Being able to say that our city’s professional basketball team managed to make it to the NBA Finals (or perhaps even win a league championship) WITHOUT the presence of LeBron James or the other two of the unholy trio (including Chicago-born and and one-time suburban Richards High School star Dwyane Wade) that used free agency last year to suddenly turn Miami from a nondescript franchise to a serious contender will be one of those talking points that gets used for years to come – if it happens.

Remember how it was the Bulls that seriously thought they were going to be the team that got James when he decided that his hometown Cleveland Cavaliers were no longer worthy of his esteemed talent?

BEATING ON THE Heat would help ease the pain that Bulls fans felt when James had the gall to think that Chicago wasn’t worthy of his esteemed talent either.

Looking at the television ratings, it seems that the eastern conference finals are the ones that are drawing the viewers. Crain’s Chicago Business reports that television executives think seriously that people are tuning in – hoping that Miami and James get taken down a notch in their esteem for themselves.

So that literally puts the Chicago Bulls in the position of being “America’s Team” – at least for a week.

And it also means the Bulls made the nation happy, so to speak, when they managed to win the first game of this round of the playoffs by a 103-82 score.

SO THE QUESTION becomes, Can the Bulls make America happy? Will this karmic energy create a mood that enables the team to think itself worthy of its first NBA title since the days of Michael Jordan?

Or will the karmic energy of being a Chicago team ultimately impose itself, leading the Bulls to a defeat in the best-of-seven playoff series (Game Two of which is Wednesday at the United Center)?

To a younger generation that sees a White Sox World Series title in ’05, a Black Hawks’ Stanley Cup victory in ’10 and a Bears Super Bowl appearance in ’07, this may seem odd.

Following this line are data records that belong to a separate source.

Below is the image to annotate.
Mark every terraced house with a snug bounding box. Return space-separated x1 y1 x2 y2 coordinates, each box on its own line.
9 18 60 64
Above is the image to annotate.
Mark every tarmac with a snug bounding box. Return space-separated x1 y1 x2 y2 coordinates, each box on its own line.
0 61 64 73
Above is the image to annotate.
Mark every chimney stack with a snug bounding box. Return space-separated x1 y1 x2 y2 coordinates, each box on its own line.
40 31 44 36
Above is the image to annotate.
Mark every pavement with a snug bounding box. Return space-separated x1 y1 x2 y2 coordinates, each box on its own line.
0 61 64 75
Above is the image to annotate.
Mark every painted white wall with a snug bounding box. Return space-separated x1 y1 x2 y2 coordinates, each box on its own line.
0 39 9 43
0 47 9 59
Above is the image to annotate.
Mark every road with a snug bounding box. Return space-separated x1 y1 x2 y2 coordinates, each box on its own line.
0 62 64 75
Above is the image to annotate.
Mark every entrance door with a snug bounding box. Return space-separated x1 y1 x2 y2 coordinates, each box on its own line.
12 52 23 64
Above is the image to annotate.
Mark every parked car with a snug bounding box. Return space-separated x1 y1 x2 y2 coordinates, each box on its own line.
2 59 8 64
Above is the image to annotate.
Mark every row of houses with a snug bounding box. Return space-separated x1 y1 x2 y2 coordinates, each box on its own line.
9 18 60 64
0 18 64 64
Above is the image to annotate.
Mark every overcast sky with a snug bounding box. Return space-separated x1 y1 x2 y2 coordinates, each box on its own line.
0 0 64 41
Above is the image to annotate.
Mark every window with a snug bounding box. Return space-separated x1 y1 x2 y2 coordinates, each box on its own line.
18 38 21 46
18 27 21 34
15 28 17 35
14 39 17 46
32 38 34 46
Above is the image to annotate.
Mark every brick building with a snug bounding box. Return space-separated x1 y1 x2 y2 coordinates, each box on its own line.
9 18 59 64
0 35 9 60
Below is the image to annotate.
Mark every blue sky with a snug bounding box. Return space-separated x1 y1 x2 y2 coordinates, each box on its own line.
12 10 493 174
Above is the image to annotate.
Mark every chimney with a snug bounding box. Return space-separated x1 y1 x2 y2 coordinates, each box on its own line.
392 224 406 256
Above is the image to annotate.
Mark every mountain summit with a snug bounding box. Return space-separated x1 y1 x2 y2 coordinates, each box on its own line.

But I came of age back in the 1970s when it was completely conceivable that in any given season, every single Chicago sports team could finish in last place.

THERE’S A REASON why in the year of the Bicentennial I was watching the New York Yankees (including former Cubs manager Lou Piniella) win their first league pennant in over a decade; the Chicago teams were unwatchable – even with future Hall of Fame ballplayers like Rich Gossage and Bruce Sutter on the rosters that year.

That run in the 1990s of two sets of three NBA titles each for the Chicago Bulls was so un-Chicago-like. Thinking back to that era when one of our local teams was a renowned power that was feared, respected, and possibly even hated by some fans similar to how Miami is thought of these days seems like a fantasy.

Did it really happen? Or is that Michael Jordan statue outside the United Center somebody’s idea of a joke to play with our minds?

All of this means that a part of me is fully braced to accept the idea that the Bulls are about to blow this series. Heck, they’ll probably win again tonight to give them a two games to nothing lead in the series – only then to start blowing ballgames worse than the 1919 White Sox.

OR ANY CUBS team ever in existence in the past two-thirds of a century.
Will nation wear hair like Noah?

Personally, I’d like it if about a week from now, somebody sends me a sarcastic e-mail or two reminding me of this commentary and telling me how ridiculous I was for doubting the Chicago Bulls’ ability to move forward.

Perhaps this is the year that people stop thinking of the Bulls as a team that could only win with Michael Jordan, and hasn’t been able to do a thing since.

It could be interesting to see Derrick Rose and crew gain the love of a sports nation eager to see Miami gain nothing this season, instead of being just a losing ballclub that only a Chicago sports fan could possibly love.

  -30-

1 comment:

daslobo said...

Not too many Chicagoans share your loser mentality anymore. Most of us think of this as a winning city. In fact, we have the second most football championships, the 6th most hockey championships, the 3rd most basketball, several soccer championships, even the Sox are only as far back as 13th in number of World Series. On top of that we have an NCAA basketball championship from Loyola.